Ce que le propriétaire peut exiger comme justificatifs
Le bailleur est en droit de demander à la personne qui invoque le transfert la preuve de sa cohabitation effective avec le défunt. Une attestation sur l’honneur ne suffit généralement pas : des preuves concrètes sont nécessaires, comme des justificatifs de domicile au nom du proche cohabitant sur une période couvrant l’année précédant le décès, des documents fiscaux communs, ou tout élément prouvant une résidence stable et continue dans le logement.
Quand le locataire vivait seul : les démarches pour récupérer le logement
C’est la situation la plus délicate pour un propriétaire. Le locataire est décédé, aucun proche ne revendique le transfert du bail, et le logement reste occupé par les affaires et meubles du défunt. La première règle est impérative : le propriétaire ne peut en aucun cas pénétrer dans le logement, déplacer les effets personnels du défunt ou changer les serrures de sa propre initiative. Ces actes constitueraient une violation de domicile, passible de sanctions pénales.
Les héritiers, une fois informés du décès, doivent signaler la situation au propriétaire par courrier recommandé avec accusé de réception accompagné de l’acte de décès. Ils sont tenus de vider le logement, de régler les loyers et charges dus jusqu’à la restitution des clés, et de procéder à l’état des lieux de sortie. Tant que le logement n’est pas libéré et les clés restituées, ils doivent verser une indemnité d’occupation d’un montant équivalent au loyer.
La situation sans héritier : une procédure judiciaire obligatoire
Quand aucun héritier ne se manifeste, le propriétaire se retrouve dans une impasse juridique. Il ne peut ni récupérer son bien, ni disposer des affaires du défunt. La seule voie légale est la saisine du tribunal judiciaire du lieu de situation du bien, afin de faire désigner un commissaire de justice chargé de dresser l’inventaire des biens présents dans le logement.

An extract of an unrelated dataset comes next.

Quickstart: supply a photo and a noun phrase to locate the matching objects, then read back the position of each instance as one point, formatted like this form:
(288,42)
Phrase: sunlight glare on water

Deux issues sont possibles. Si les biens présents n’ont aucune valeur marchande, le commissaire de justice dresse un procès-verbal de carence, qui autorise le propriétaire à reprendre possession du logement. Si des biens de valeur sont recensés, ils doivent être placés en garde-meuble dans l’attente d’un règlement successoral : les frais de garde-meuble sont avancés par le propriétaire, qui peut ensuite se rembourser sur la succession si elle est acceptée. Si la succession est vacante et gérée par le service des Domaines, c’est l’État qui devient l’interlocuteur du propriétaire pour solder la situation.
Le dépôt de garantie et les loyers impayés
Le dépôt de garantie est restitué aux héritiers dans le délai légal d’un mois suivant la remise des clés, si l’état des lieux de sortie ne révèle aucune dégradation. En cas de dégradations ou de loyers impayés, le propriétaire peut en déduire le montant selon les règles habituelles, à charge pour lui de justifier chaque retenue avec pièces à l’appui.
Si le locataire décédé avait un garant ou bénéficiait d’une garantie Visale (la caution gratuite de l’État gérée par Action Logement), les conditions de mise en jeu de ces garanties après le décès méritent d’être vérifiées directement avec l’organisme concerné : les dispositifs évoluent régulièrement et les modalités de prise en charge des impayés en cas de décès varient selon les contrats.
Ce que cette situation révèle sur la gestion locative
Rencontrer le décès d’un locataire en cours de bail, c’est aussi mesurer l’importance d’une gestion locative documentée et rigoureuse. Un dossier locataire complet, un contrat en bonne et due forme, et une relation régulière avec le locataire permettent souvent d’identifier rapidement les proches à contacter et d’éviter des semaines d’incertitude. C’est précisément dans ces situations, rares mais perturbantes, que la différence entre une gestion bâclée et une gestion sérieuse se révèle pleinement.